Le mystère de la mort des poissons dans une chartreuse fétide

Cette histoire à l’origine est apparu sur Hakai et fait partie de la collaboration Climate Desk.

Les poissons morts étaient partout, tachetant la plage près de la ville et s’étendant sur le littoral environnant. L’ampleur de la mortalité massive d’octobre 2021, lorsque des centaines, voire des milliers de harengs se sont échoués, est ce qui reste dans l’esprit des habitants de Kotzebue, en Alaska. Le poisson était «littéralement partout sur les plages», explique Bob Schaeffer, un pêcheur et aîné de la tribu Qikiqtaġruŋmiut.

Malgré les morts dramatiques, il n’y avait aucun coupable apparent. “Nous n’avons aucune idée de ce qui l’a causé”, déclare Alex Whiting, directeur du programme environnemental du village autochtone de Kotzebue. Il se demande si la mortalité massive n’était pas le symptôme d’un problème qu’il surveillait depuis 15 ans : des proliférations de cyanobactéries toxiques, parfois appelées algues bleu-vert, qui sont devenues de plus en plus visibles dans les eaux autour de cette ville isolée de l’Alaska.

Kotzebue se trouve à environ 40 kilomètres au nord du cercle polaire arctique, sur la côte ouest de l’Alaska. Avant que l’explorateur russe Otto von Kotzebue n’attache son nom à l’endroit dans les années 1800, la région s’appelait Qikiqtaġruk, ce qui signifie « lieu qui est presque une île ». Un côté de la colonie de 2 kilomètres de long est bordé par le détroit de Kotzebue, une émanation de la mer de Chukchi, et l’autre par une lagune. Les avions, les bateaux et les véhicules à quatre roues sont les principaux modes de transport. La seule route hors de la ville fait simplement le tour du lagon avant de rentrer.

Au milieu de la ville, l’Alaska Commercial Company vend des aliments populaires dans les 48 bassins (des céréales aux pommes en passant par les brownies à deux bouchées), mais l’océan est la véritable épicerie pour de nombreux habitants de la ville. Les autochtones de l’Alaska, qui représentent environ les trois quarts de la population de Kotzebue, tirent chaque année des centaines de kilogrammes de nourriture de la mer.

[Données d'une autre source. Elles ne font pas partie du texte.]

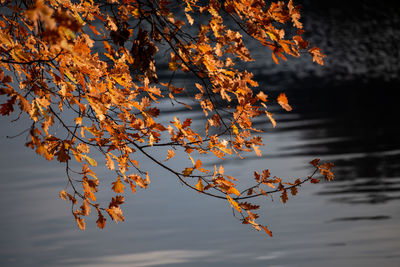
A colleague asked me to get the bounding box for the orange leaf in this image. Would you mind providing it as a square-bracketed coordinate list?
[226, 187, 240, 196]
[106, 206, 125, 223]
[112, 177, 125, 194]
[96, 213, 106, 229]
[182, 168, 194, 176]
[196, 178, 204, 191]
[277, 93, 292, 111]
[260, 224, 272, 237]
[167, 149, 175, 160]
[226, 195, 242, 212]
[75, 216, 85, 231]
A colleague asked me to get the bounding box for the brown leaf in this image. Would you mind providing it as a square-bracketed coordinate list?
[75, 216, 85, 231]
[106, 206, 125, 223]
[277, 93, 292, 111]
[196, 178, 204, 191]
[112, 177, 125, 194]
[167, 149, 175, 160]
[96, 212, 106, 229]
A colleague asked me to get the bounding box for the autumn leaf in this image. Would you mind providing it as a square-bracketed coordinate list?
[226, 187, 240, 196]
[260, 225, 272, 237]
[96, 212, 106, 229]
[257, 91, 268, 102]
[196, 178, 204, 191]
[106, 206, 125, 223]
[59, 190, 67, 200]
[75, 216, 86, 231]
[182, 168, 194, 176]
[82, 155, 97, 167]
[167, 149, 175, 160]
[112, 177, 125, 194]
[226, 195, 242, 212]
[281, 190, 289, 203]
[277, 93, 292, 111]
[0, 0, 334, 235]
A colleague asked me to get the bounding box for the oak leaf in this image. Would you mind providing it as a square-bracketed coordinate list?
[277, 93, 292, 111]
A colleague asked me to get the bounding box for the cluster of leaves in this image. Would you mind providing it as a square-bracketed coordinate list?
[0, 0, 333, 235]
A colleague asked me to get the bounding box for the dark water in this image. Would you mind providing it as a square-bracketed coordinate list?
[0, 1, 400, 266]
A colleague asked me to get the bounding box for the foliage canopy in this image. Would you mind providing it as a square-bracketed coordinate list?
[0, 0, 333, 235]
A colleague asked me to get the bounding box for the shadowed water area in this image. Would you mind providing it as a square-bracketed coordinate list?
[0, 0, 400, 266]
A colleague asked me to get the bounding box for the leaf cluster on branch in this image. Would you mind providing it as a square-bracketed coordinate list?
[0, 0, 333, 235]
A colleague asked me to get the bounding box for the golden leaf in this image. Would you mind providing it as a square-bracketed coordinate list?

“Nous sommes des gens de l’océan”, me dit Schaeffer. Nous sommes tous les deux entassés dans la minuscule cabine du bateau de pêche de Schaeffer aux heures légères d’un matin bruineux de septembre 2022. Nous nous dirigeons vers un dispositif de surveillance de l’eau qui a été amarré à Kotzebue Sound tout l’été. À la proue, Ajit Subramaniam, un océanographe microbien de l’Université de Columbia, New York, Whiting, et le fils de Schaeffer, Vince, ont le nez rentré dans des cols relevés pour se protéger de la pluie froide. Nous sommes tous là pour recueillir un été d’informations sur les cyanobactéries susceptibles d’empoisonner les poissons dont Schaeffer et bien d’autres dépendent.

D’immenses colonies de les algues ne sont pas nouvelles et elles sont souvent bénéfiques. Au printemps, par exemple, l’augmentation des niveaux de lumière et de nutriments provoque la floraison du phytoplancton, créant une soupe microbienne qui nourrit les poissons et les invertébrés. Mais contrairement à de nombreuses formes d’algues, les cyanobactéries peuvent être dangereuses. Certaines espèces peuvent produire des cyanotoxines qui causent des lésions hépatiques ou neurologiques, et peut-être même le cancer, chez les humains et d’autres animaux.

De nombreuses communautés sont tombées sous le coup des cyanobactéries. Bien que de nombreuses cyanobactéries puissent survivre dans le milieu marin, les proliférations d’eau douce ont tendance à attirer davantage l’attention et leurs effets peuvent se propager aux environnements saumâtres lorsque les ruisseaux et les rivières les transportent dans la mer. En Afrique de l’Est, par exemple, les efflorescences du lac Victoria sont responsables de la mortalité massive de poissons. Les gens peuvent aussi souffrir : dans un cas extrême en 1996, 26 patients sont décédés après avoir reçu un traitement dans un centre d’hémodialyse brésilien, et une enquête a trouvé des cyanotoxines dans l’approvisionnement en eau de la clinique. Plus souvent, les personnes exposées ont de la fièvre, des maux de tête ou des vomissements.